Bitcoin ha finalmente superato di nuovo la fatidica soglia dei $100.000, un livello psicologico e simbolico che che per molti decreta l’inizio del bull-market. Ma se questo è solo l’inizio di un nuovo ciclo rialzista, dove potrebbe realmente spingersi il prezzo nei prossimi mesi?
Esistono diversi modelli previsionali che, partendo da analisi cicliche e metriche quantitative, suggeriscono target molto più ambiziosi. Alcuni di questi parlano di 200.000, altri addirittura di $400.000.

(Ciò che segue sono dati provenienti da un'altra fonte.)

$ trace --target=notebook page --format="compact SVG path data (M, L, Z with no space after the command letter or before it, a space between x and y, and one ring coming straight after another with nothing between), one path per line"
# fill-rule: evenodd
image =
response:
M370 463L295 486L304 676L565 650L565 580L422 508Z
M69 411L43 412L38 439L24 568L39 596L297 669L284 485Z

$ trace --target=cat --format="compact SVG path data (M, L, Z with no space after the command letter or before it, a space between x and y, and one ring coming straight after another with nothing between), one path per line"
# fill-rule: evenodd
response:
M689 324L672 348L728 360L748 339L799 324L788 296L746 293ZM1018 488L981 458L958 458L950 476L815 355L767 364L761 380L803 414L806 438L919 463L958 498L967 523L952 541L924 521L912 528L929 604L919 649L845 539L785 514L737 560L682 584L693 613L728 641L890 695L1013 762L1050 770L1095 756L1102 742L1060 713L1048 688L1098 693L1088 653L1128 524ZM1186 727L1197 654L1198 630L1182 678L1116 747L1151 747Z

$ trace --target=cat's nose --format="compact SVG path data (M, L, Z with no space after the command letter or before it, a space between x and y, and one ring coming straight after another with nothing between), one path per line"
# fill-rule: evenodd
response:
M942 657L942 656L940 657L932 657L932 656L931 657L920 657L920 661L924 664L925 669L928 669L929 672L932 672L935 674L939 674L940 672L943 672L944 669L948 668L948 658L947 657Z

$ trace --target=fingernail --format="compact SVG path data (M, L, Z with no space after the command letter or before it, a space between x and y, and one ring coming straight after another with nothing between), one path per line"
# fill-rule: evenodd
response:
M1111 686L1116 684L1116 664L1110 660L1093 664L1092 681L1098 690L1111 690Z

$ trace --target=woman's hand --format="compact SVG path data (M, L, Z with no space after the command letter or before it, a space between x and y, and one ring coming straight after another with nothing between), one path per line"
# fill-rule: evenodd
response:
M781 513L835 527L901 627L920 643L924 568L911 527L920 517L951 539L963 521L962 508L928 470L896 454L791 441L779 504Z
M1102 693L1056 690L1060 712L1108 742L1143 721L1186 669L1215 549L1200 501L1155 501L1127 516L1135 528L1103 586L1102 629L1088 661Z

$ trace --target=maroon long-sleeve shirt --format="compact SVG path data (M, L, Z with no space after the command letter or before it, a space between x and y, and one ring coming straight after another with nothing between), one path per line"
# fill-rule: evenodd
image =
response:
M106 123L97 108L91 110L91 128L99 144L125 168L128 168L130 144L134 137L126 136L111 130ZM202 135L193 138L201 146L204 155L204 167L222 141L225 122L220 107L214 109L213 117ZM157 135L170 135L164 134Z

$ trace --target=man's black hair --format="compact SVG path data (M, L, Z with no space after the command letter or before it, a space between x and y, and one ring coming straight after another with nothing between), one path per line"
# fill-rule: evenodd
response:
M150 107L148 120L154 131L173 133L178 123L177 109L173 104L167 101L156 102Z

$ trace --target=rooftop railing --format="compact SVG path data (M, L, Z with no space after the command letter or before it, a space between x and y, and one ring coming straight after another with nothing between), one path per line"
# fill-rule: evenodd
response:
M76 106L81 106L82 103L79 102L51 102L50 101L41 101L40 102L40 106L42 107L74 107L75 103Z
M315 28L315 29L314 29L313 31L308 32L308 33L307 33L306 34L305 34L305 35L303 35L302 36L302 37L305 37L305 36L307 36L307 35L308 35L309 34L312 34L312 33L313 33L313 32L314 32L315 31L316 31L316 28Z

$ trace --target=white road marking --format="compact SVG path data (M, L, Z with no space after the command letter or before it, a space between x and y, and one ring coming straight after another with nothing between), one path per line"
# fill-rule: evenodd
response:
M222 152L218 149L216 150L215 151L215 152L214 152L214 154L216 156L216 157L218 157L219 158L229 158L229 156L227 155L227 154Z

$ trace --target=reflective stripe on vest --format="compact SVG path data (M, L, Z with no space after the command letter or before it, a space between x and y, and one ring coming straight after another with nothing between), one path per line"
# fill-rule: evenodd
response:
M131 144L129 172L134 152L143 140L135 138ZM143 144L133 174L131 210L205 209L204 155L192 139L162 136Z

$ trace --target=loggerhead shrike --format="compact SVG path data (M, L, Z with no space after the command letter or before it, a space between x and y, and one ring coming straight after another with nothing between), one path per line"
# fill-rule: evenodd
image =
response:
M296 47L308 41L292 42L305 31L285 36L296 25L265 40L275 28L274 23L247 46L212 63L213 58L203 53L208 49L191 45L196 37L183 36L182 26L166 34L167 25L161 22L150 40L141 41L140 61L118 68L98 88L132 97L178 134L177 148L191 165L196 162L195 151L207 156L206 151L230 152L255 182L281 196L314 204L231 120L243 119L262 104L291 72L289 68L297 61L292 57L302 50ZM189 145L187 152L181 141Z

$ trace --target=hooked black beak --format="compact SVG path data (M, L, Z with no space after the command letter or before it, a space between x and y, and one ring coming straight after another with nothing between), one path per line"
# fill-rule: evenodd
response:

Ma quanto sono affidabili?
BTC/USD, 1W
Grafico a candele settimanali di BTC/USD. Fonte: baha.com
I modelli previsionali: dallo Stock-to-Flow al Rainbow Chart
Uno dei modelli più noti è lo Stock-to-Flow (S2F), che misura la scarsità di un asset calcolando il rapporto tra la quantità in circolazione e la nuova produzione annuale (nel caso di Bitcoin, i nuovi BTC generati via mining). Creato dall’analista PlanB, questo modello ha guadagnato enorme visibilità durante il bull market del 2020-2021. Secondo lo S2F, il prezzo obiettivo post-halving si aggirerebbe intorno ai $360.000.
A questo si aggiungono altri modelli ciclici come:
- Forecast Cycle Repeat di Bitbo: un’analisi che proietta l’attuale ciclo rialzista seguendo la traiettoria media dei cicli precedenti. Il target stimato è intorno ai $200.000.
- BitcoinLow Model: un modello che tiene conto dei minimi storici dei cicli precedenti, da cui poi stima i potenziali massimi, arrivando a indicare un prezzo di circa $400.000.
- Rainbow Chart: un indicatore visivo che colloca il prezzo di Bitcoin all’interno di bande colorate che rappresentano fasi del mercato. Se BTC dovesse replicare il pattern dei cicli precedenti, potremmo arrivare almeno a $300.000.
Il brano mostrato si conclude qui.